Manhunt (PS2, PC, Xbox)
Manhunt might be one of the creepiest games I’ve ever played, though it requires some rather specific instructions to make it so. Rockstar’s stealth title tells the story of James Earl Cash, an inmate on death row who finds himself inserted into a bizarre snuff film where he’s forced to murder his way through a vicious gang in order to potentially win his freedom.
Cash has a number of weapons it his disposal, most of which are fairly mundane items like baseball bats, crowbars, or the particularly noteworthy plastic bag. For the most part enemies need to be eliminated through stealth. If the player is able to spend more time lining up a kill they’ll get a bonus and a more gruesome kill as a result.
The game’s stealth components make it tense in its own right, but the console versions go the extra mile by utilizing the Xbox headset or PS2 USB microphone. With the microphone enabled players can actually make noise to attract or distract the enemy gang, but if you go into your settings and turn the microphone all the way up you’ll find that the game takes on a whole new level intensity, where even breathing too loud can alert enemies to your location.
The game’s violence and twisted story have earned it quite a reputation and a number of bans including heavy restrictions or outright confiscation in Australia, New Zealand, Germany, and Russia. While the other two games on my list have really softened up as they’ve aged, even today Manhunt can still be pretty brutal to behold. Although the PC version doesn’t seem to support the microphone I’d still recommend checking this one out today.
Night Trap (Sega CD, 32X, PC, Mac)
Oh man, speaking of controversy, back in 1992 there was nothing you could do to upset your parents more than booting up Night Trap. The game was contentious to the world at large but to my ultra conservative home state it was treated as though the devil himself had manifested in CD-ROM format.
In Night Trap Mr. and Mrs. Martin host a slumber party for a collection of girls, all five of whom disappear mysteriously. Now for…uh some reason there’s a new set of girls arriving primed for an all new sleepover. It’s a curious setup for a group of scantily clad twenty somethings pretending to be teens to be tormented by a group of vampires dressed as a SWAT team.
In order to save the teens from falling prey to the vampire’s strange (and fairly harmless looking) hook apparatus the player must manipulate security cameras around the house and activate traps (get it? Night Trap?) at the correct times in order to slow the vampires and keep the girls’ blood securely in their veins.
Today Night Trap probably wouldn’t even merit a PG-13 rating, none of the girls go beyond showing a shoulder or upper leg and most of the deaths are bloodless or occur off-screen. Of course for its time, it was unlike anything parents had to contend with before. I personally never owned a copy but I remember playing this at night at a friends house who had convinced his family to pick up a copy without looking into it too much. In the end the scariest part of Night Trap might have been the ever present fear of his mom walking in and catching us playing the game, but still, if you never experienced this it’s worth tracking down just to see what everyone was so riled up about back then.
Galerians (PSX)
Galerians had a younger me sold purely on the premise of being a psychic boy who made people’s heads explode. The game borrows heavily from Akira, telling the story of a young teen named Rion who wakes up in a top secret facility to find that he has some pretty dope psychic powers that he quickly turns against his captors before eventually heading off to do battle with a bizarre and horrific AI.

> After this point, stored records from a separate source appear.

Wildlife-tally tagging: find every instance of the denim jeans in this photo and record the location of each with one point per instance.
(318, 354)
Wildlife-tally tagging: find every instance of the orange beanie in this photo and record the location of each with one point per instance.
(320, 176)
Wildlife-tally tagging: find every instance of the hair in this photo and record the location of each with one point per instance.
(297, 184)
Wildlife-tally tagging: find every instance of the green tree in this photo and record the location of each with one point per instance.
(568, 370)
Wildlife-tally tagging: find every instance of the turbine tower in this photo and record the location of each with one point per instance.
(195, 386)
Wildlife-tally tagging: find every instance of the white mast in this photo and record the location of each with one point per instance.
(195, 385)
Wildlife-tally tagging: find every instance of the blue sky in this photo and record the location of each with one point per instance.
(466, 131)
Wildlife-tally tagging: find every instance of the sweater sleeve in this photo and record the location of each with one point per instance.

The game uses the same tank control scheme as the old Resident Evil titles with the guns replaced by Rion’s different telekinetic abilities. This changes combat quite a bit, and admittedly not always in a way that makes sense.
Galerians was never a critical darling but I always found some enjoyment out of its hokey story and creepy enemies. The developer Polygon Magic tried revisiting the series again in 2002 with Galerians: Ash but by then whatever modicum of magic that existed had vanished. It might be tricky to track down a copy, but if you missed this one and enjoyed games like Parasite Eve it might be worth going back and giving it another look.